Zeytinburnun'da yaşayanlar tedirginlik içinde!

Zeytinburnun'da yaşayanlar tedirginlik içinde!
Reina katliamcısının Orta Asya kökenli olduğunun belirlenmesinin ardından, ‘İstanbul’daki Orta Asya’ olarak bilinen Zeytinburnu’nda vatandaşlar tedirginlik içinde kaldı.

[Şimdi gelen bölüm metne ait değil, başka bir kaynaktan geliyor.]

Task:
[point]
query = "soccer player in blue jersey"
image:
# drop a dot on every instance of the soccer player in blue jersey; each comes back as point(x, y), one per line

Ortaköy’deki gözde eğlence merkezi Reina’da düzenlenen terörist saldırı Zeytinburnu ilçesinde de endişe ve tedirginliğe neden oldu. Çünkü Orta Asya kökenli olduğu belirlenen terörist, Reina’ya Zeytinburnu 58. Bulvar’dan bindiği bir taksiyle gitti ve katliamı gerçekleştirdikten sonra yine ilçeye döndü. 1950’li yıllarda ilçeye gelip yerleşen Afgan, Kırgız, Kazak ve Uygur Türkleri, içlerinden terörist çıkmayacağını söylüyor ama son dönemde gelenlere şüpheyle bakıyor. Nuripaşa Mahallesi muhtarı Yılmaz Kaya ise, “oturum izni” kriteri nedeniyle semtinde hangi yabancının yaşadığını artık bilemediğini belirterek, göçle birlikte ortaya çıkan asayiş sorunlarından yakınıyor.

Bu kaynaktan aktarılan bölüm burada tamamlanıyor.